Striking the right partnerships, IT investments when margins are tight: Key thoughts from former John Muir Health CIO Jon Russell

Walnut Creek, Calif.-based John Muir Health partnered with Optum earlier this year, and former CIO Jon Russell sees a big opportunity to affect quality of care and the patient experience as a result.

Here, Mr. Russell describes how to balance managing costs while improving data analytics and management for the system, as well as potential benefits from the health system's Optum partnership in the coming years.

Question: If 2020 is a successful year for IT leaders, what will it look like?

Jon Russell: One of the most important things that healthcare is faced with is how to manage costs effectively. A successful 2020 will depend on how well you manage costs in the area of your responsibility to improve margin effectively. As more health systems have neutral to negative margins, there will be a focus on reducing the overall administrative services costs.

Q: From the IT department, how do you manage costs?

JR: The effectiveness as a leader depends on managing costs to maintain a strong margin while also providing access to data clinicians need to maintain and improve quality. Clinical quality is extremely important and you have to support the organization's quality goals while also managing costs. That will be the real focus for IT and organizations in the coming year and beyond.

Q: I'm sure many new technologies and platforms come across your desk. How do you decide what to invest in as you are trying to control costs?

JR: It depends on your organizational needs. You have to have a successful data and analytics strategy, so the platform and solution you select has to provide the actionable data your health system needs. You have to have a well thought out strategy, governance program and supporting platform. There are many tools available to manage your operations and data, but you have to figure out which ones to keep and which ones are not going to be pursued further. Those will be critical conversations among a leadership team overall. There has been hesitancy in healthcare to have those conversations around what we aren't going to do, but it's necessary going forward.

Q: Where is John Muir focusing most of their attention next year?

JR: Most of the time will be spent executing on partnerships. John Muir has a stated strategy for scale that has hinged on affiliations and partnerships. They have been successful in partnering with Stanford Children's, Tenet, UCSF and most recently a partnership around smart sourcing with Optum. In 2020, the real focus is going to be implementing the smart sourcing strategy so it is successfully executed. There are also a few more potential partnerships on the horizon, so John Muir will need to be sure to set their goals at the beginning of the year to achieve return on those partnership investments.

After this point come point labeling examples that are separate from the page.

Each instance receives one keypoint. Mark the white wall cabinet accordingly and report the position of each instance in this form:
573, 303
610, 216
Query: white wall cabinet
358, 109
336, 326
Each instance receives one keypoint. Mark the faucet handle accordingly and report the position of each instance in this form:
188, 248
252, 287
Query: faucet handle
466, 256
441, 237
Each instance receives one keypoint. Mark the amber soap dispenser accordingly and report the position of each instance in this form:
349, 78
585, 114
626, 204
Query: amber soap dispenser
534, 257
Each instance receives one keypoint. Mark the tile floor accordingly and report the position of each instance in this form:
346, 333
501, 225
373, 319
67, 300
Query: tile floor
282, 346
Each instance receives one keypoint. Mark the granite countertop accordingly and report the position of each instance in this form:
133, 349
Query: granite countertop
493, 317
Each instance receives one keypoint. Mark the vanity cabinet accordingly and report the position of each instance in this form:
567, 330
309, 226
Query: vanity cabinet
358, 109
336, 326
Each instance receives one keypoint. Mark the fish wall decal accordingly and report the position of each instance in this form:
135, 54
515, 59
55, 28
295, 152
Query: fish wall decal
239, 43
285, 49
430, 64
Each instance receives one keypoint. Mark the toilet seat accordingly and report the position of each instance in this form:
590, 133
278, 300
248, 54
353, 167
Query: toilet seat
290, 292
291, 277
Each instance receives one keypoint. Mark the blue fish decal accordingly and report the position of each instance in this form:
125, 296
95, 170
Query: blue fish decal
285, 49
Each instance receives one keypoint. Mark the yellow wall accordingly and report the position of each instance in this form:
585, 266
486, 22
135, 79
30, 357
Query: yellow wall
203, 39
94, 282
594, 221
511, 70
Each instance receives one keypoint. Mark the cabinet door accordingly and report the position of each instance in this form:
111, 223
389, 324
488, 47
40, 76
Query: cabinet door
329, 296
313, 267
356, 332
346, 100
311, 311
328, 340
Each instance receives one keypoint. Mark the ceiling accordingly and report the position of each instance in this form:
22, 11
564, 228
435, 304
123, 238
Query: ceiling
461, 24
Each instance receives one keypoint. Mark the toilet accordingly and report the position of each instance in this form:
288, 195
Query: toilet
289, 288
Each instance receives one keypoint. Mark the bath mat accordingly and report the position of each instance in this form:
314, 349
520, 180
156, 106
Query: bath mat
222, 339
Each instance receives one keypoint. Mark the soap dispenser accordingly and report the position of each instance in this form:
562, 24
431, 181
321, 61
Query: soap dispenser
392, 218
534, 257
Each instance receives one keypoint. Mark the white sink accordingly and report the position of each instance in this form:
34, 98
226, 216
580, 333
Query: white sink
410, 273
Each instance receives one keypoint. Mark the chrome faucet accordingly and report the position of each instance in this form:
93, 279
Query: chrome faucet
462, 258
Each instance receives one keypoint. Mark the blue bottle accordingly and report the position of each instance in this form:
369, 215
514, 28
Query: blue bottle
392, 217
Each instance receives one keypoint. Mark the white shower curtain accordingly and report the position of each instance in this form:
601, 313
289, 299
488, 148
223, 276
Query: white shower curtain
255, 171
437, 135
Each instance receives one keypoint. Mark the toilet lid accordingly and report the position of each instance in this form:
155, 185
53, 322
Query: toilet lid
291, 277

Q: Could you provide a bit more detail about John Muir's partnership with Optum. What will they be able to do after executing the smart sourcing strategy?

JR: The Optum partnership brings incredible care management capabilities. There is a huge potential upside to the partnership with Optum in care management as well as improving care quality and managing patient relationships more effectively. The next step is to take the capabilities from the partnership and improve the care of the community in a way John Muir Health could not do on its own.

Q: What is the biggest potential threat to John Muir Health?

JR: The biggest threat is the same that everyone is facing: there is a lot of risk around the cost of care because of the uncertainty about how the industry will move nationally. Organizations have to continue to become more cost effective as an attempt to manage the uncertainty and risk about how health system will be reimbursed for the care provided. The biggest risk I see is the inability to become more flexible and cost efficient, which could put the system at risk if the reimbursement model changes significantly.